Call is the ongoing invitation to live with purpose. It is the quiet (and sometimes not-so-quiet) pull toward what gives life—both to you and to others. It is where your gifts, your passions, your experiences, and the needs around you begin to intersect.
For some, that takes shape in ministry.
For others, it is lived out in caregiving, teaching, creating, organizing, advocating, or simply showing up with presence and compassion in everyday life.
Call is not something reserved for a few.
It is something that unfolds within all of us.
And that kind of transition asks something deeper of you.
It asks for trust.
There is an anticipation that builds during a season like this.
Emails that could change everything.
Conversations that carry possibility.
Moments where your heart quietly whispers, “Could this be it?”
And yet, alongside that anticipation is a steady invitation to patience.
Not passive waiting—but active, intentional, grounded patience.
The kind that resists the urge to rush ahead.
The kind that holds excitement and uncertainty in the same breath.
Because the truth is, you can feel ready for what’s next…
…and still not be there yet.
That tension is not a failure.
It is part of the formation.
In the United Church of Christ, we often say, “God is still speaking.”
But in seasons of transition, that becomes more than a phrase.
It becomes a practice.
A discipline of paying attention.
Because when so much feels uncertain, the temptation is to grasp for control—to make something happen, to force clarity, to fill the silence with our own voice.
But discernment doesn’t work that way.
Instead, it asks us to slow down enough to listen.
To listen not only in prayer, but in conversation.
In the wisdom of others.
In the quiet nudges of the Spirit that don’t shout—but persist.
And perhaps most importantly, to listen within ourselves—
to that place where calling and truth meet.
There were moments in this journey when I had to ask not, “What do I want?”
but rather,
“Where is God at work—and how am I being invited into it?”

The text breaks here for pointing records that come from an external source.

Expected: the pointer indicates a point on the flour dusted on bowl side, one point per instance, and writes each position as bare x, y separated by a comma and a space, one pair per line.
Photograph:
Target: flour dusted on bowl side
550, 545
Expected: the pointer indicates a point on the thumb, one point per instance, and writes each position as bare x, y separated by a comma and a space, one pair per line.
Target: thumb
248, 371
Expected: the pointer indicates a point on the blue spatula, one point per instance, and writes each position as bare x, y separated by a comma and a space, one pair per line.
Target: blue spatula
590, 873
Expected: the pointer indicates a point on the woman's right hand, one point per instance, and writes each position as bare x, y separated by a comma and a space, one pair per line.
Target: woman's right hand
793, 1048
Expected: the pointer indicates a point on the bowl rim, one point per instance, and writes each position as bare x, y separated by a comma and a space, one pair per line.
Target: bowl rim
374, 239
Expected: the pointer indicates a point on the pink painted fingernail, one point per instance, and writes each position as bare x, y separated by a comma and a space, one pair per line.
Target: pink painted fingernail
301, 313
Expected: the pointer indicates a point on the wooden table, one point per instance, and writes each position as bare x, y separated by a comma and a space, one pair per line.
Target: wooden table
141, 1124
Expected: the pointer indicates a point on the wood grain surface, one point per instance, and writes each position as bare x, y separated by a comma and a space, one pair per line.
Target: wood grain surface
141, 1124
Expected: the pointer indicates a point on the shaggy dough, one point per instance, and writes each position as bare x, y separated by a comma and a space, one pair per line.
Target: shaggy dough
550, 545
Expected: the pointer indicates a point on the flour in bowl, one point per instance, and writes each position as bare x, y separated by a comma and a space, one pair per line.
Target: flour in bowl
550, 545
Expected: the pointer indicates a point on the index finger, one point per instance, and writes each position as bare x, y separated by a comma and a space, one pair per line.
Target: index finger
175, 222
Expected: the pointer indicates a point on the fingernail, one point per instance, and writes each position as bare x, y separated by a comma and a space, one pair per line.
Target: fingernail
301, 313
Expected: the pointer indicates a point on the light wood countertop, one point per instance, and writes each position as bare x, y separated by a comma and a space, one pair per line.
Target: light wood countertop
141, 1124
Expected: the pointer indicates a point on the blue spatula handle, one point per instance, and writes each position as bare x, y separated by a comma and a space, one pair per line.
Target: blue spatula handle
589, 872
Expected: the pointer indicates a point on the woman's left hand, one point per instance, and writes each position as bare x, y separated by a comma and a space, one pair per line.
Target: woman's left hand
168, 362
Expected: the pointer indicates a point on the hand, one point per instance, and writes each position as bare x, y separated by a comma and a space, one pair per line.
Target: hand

That question changes everything.
One of the gifts of this season has been a deeper understanding of something we don’t always name clearly enough:
Call is not static.
It evolves.
It stretches.
It grows with us.
In the framework of Abundant Aging, we often talk about life not as a slow diminishing, but as a continued unfolding—a deepening into meaning, purpose, and connection at every stage of life.
Call works the same way.
What we are called to in one season may look very different in another.
A role may shift.
A path may change.
New opportunities—or even new limitations—may invite us into a different way of living out our purpose.
And yet, the call itself remains.
Not as a fixed destination…
but as a living relationship between who we are and how we are invited to love the world.
Trust, then, is not just something we rely on in moments of transition.
It is something that sustains abundant living across a lifetime.
Because to live abundantly is not to have everything figured out.
It is to remain open.
Open to growth.
Open to change.
Open to the ongoing invitations of God.
Trust is what allows us to say yes—
not just once,
but again and again as life shifts.
It gives us the courage to release what was,
to embrace what is,
and to step into what might be.
In this way, trust is not simply about getting through a transition.
It is about becoming the kind of person who can live fully within it.
And here is the truth I am holding now:
Even as I have reached the end of this particular search and call process…
Even as I have said yes to a new call…
I am not arriving at an endpoint.
I am standing at another beginning.
Because accepting a call is not the end of transition.
It is the doorway into a new one.
There will be new relationships to build.
New rhythms to learn.
New ways of listening, leading, and growing.
And so the practices that sustained me in the waiting—
patience, attentiveness, trust—
are not behind me.
They are what I will carry forward.
Because this is what a life of faith looks like:
Not a single call, clearly defined once and for all…
but a lifelong conversation between our lives and the voice of God.
A conversation that continues to unfold,
season after season.
As you reflect on your own seasons of transition—and the ways your life continues to unfold—I invite you to sit with these questions.
Not to answer them quickly,
but to hold them gently:
Transitions are rarely easy.
But they are often sacred.
And in the waiting,
in the listening,
in the courage to trust—
not just once, but throughout a lifetime—
we begin to discover something deeper.
That abundant living is not found in staying the same…
but in being willing to keep becoming.